Beoordeling door het College
4.1
Het College stelt vast dat de villa voorafgaand aan de koop en verbouwing in 2021/2022 een woning in de betekenis van de Regeling was. De villa werd ook als zodanig gebruikt. De omstandigheid dat een aantal vertrekken in de grote villa als kantoorruimte werd gebruikt, ontnam de villa niet de status van woning. Anders dan de minister stelt was geen sprake van een kantoorpand. Het gedeelte van de villa dat als [adres] door appellanten was gekocht, was nog steeds een woning in de betekenis van de Regeling. De omstandigheid dat een nieuwe keuken voor de woning is gerealiseerd in de nieuwe uitbouw en de oude keukenruimte niet meer bij [adres] hoort, is daarvoor niet bepalend. De Regeling biedt geen aanknopingspunt voor de opvatting van de minister dat bij het verbouwen van een woning, het verplaatsen van de keuken ertoe leidt dat een woning op enig moment daarom niet meer of nog niet als woning valt aan te merken. De door de minister aan de besluitvorming ten grondslag gelegde motivering is daarom niet in overeenstemming met de Regeling. Deze motivering kan het bestreden besluit dus niet dragen.
4.2
Datzelfde geldt voor wat de minister op de zitting naar voren heeft gebracht. De omstandigheid dat een uitbouw aan de woning is gerealiseerd waardoor de contouren van de woning enigszins anders zijn geworden, dat de voordeur op een andere plek is gekomen en dat er inpandig nog wat is veranderd aan de indeling, maakt evenmin dat de woning op enig moment opgehouden is een woning te zijn of dat nog niet was. Anders dan de minister op de zitting heeft gesteld, is het adres hetzelfde gebleven.
4.3
Uit het voorgaande volgt dat het bestreden besluit niet deugdelijk is gemotiveerd en is genomen in strijd met de Regeling. Er is wel sprake van een woning en appellanten zijn wel eigenaar-bewoners.
4.4
Appellanten hebben ook procedurele beroepsgronden aangevoerd. Omdat het beroep op inhoudelijke gronden gegrond wordt verklaard, blijft bespreking daarvan achterwege.
Slotsom
5 Het beroep is gegrond en het College vernietigt het bestreden besluit wegens strijd met de artikel 7:12 van de Algemene wet bestuursrecht, gelezen in samenhang met de definities van “woning” en “eigenaar-bewoner” in artikel 4.5.1 van de Regeling. Het College heeft onvoldoende informatie om het geschil finaal te beslechten en zal de minister daarom opdragen een nieuw besluit te nemen op het bezwaar met inachtneming van deze uitspraak. Dat betekent dat de minister de aanvraag niet mag afwijzen op de grond dat appellanten geen eigenaar-bewoner zijn van een woning als bedoeld in de Regeling. Het College stelt hiervoor een termijn van vier weken na het tijdstip van verzending van deze uitspraak.

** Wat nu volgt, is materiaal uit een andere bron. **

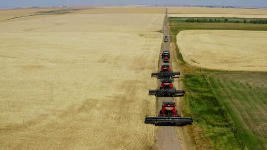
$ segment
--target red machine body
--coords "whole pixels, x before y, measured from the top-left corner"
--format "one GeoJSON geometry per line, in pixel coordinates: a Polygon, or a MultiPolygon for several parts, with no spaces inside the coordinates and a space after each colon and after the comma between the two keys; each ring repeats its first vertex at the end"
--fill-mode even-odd
{"type": "Polygon", "coordinates": [[[177,114],[177,111],[175,108],[175,103],[173,102],[163,102],[162,109],[160,112],[159,116],[179,116],[177,114]]]}
{"type": "Polygon", "coordinates": [[[160,80],[161,86],[160,89],[162,90],[173,90],[173,82],[174,80],[170,78],[164,78],[160,80]]]}
{"type": "Polygon", "coordinates": [[[161,72],[170,72],[171,69],[170,69],[170,65],[163,65],[161,66],[161,72]]]}

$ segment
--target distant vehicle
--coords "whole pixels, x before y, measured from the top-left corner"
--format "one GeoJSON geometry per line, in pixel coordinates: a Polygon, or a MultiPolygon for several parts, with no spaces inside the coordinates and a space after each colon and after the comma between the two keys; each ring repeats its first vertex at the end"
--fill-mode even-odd
{"type": "Polygon", "coordinates": [[[164,42],[168,42],[168,36],[164,37],[164,42]]]}

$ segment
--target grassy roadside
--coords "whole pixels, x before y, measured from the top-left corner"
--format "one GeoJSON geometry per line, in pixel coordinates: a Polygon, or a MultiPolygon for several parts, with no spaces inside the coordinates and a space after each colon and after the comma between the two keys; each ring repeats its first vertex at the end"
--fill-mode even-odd
{"type": "Polygon", "coordinates": [[[259,73],[217,71],[189,65],[179,52],[176,36],[179,32],[188,30],[267,31],[267,26],[186,23],[173,19],[169,18],[170,38],[176,47],[178,65],[184,75],[183,88],[186,91],[183,112],[194,118],[196,123],[194,128],[191,128],[192,136],[197,136],[194,133],[198,132],[199,129],[196,128],[199,127],[205,138],[202,141],[206,147],[198,147],[201,144],[198,143],[197,149],[265,150],[265,145],[267,145],[266,75],[261,75],[261,80],[259,80],[258,77],[255,77],[261,74],[259,73]],[[231,79],[224,79],[222,76],[231,79]],[[235,79],[236,76],[242,80],[235,79]],[[240,83],[241,81],[243,83],[240,83]],[[257,82],[260,83],[256,84],[260,85],[255,85],[257,82]],[[259,97],[258,93],[261,93],[259,97]],[[260,105],[257,104],[259,102],[260,105]],[[241,107],[240,104],[245,105],[241,107]],[[209,146],[204,143],[206,141],[209,146]]]}

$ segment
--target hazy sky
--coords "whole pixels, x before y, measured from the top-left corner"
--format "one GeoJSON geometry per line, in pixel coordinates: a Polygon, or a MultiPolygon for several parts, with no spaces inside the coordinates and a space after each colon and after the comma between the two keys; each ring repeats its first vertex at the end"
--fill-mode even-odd
{"type": "Polygon", "coordinates": [[[102,4],[190,4],[267,7],[267,0],[0,0],[0,7],[102,4]]]}

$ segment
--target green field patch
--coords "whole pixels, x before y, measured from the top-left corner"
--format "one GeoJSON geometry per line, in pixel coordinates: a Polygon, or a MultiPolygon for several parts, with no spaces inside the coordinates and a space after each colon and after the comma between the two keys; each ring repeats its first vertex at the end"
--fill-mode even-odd
{"type": "Polygon", "coordinates": [[[206,77],[195,75],[183,76],[186,112],[203,129],[213,149],[245,149],[244,145],[235,137],[232,121],[214,95],[206,77]]]}

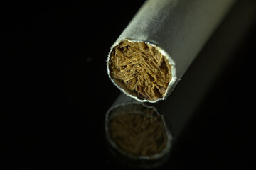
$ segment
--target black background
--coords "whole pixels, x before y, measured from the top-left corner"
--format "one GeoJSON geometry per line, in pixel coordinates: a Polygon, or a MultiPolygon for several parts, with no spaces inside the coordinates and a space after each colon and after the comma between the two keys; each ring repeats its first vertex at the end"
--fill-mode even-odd
{"type": "MultiPolygon", "coordinates": [[[[1,169],[129,169],[105,146],[106,59],[142,4],[0,4],[1,169]]],[[[252,26],[161,169],[256,168],[252,26]]]]}

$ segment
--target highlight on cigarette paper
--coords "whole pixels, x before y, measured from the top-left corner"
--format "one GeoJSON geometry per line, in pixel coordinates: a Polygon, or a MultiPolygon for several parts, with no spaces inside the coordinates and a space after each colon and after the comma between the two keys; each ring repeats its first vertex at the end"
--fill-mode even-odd
{"type": "Polygon", "coordinates": [[[166,99],[235,0],[147,0],[111,47],[107,74],[141,102],[166,99]]]}
{"type": "Polygon", "coordinates": [[[172,78],[168,59],[149,43],[121,42],[112,49],[108,64],[111,79],[141,100],[162,98],[172,78]]]}

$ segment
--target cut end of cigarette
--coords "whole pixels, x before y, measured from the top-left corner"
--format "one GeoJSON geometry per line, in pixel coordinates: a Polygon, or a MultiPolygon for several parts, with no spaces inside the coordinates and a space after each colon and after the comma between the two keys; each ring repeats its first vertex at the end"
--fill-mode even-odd
{"type": "Polygon", "coordinates": [[[112,79],[139,99],[162,98],[171,79],[171,67],[154,46],[141,42],[120,42],[110,53],[112,79]]]}

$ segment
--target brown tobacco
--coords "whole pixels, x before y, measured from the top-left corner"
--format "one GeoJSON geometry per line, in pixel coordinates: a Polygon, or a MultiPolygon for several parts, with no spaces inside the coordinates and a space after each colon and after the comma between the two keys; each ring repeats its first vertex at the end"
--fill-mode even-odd
{"type": "Polygon", "coordinates": [[[111,52],[109,67],[114,81],[141,99],[161,98],[171,79],[167,59],[144,42],[119,43],[111,52]]]}
{"type": "Polygon", "coordinates": [[[147,108],[144,113],[119,110],[111,119],[109,129],[118,147],[135,157],[159,154],[166,147],[163,119],[152,109],[147,108]]]}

6 Er zijn geen proceskosten die voor vergoeding in aanmerking komen.

Beslissing

Het College:
  • verklaart het beroep gegrond;
  • vernietigt het bestreden besluit;
  • draagt de minister op binnen vier weken na de dag van verzending van deze uitspraak een nieuw besluit te nemen op het bezwaar met inachtneming van de aanwijzingen deze uitspraak;
  • draagt de minister op het betaalde griffierecht van € 184,- aan appellanten te vergoeden.
Deze uitspraak is gedaan door mr. D. Brugman, mr. J.L. Verbeek, en mr. M.P. Glerum, in aanwezigheid van mr. F. Willems, griffier. De beslissing is in het openbaar uitgesproken op 11 februari 2025.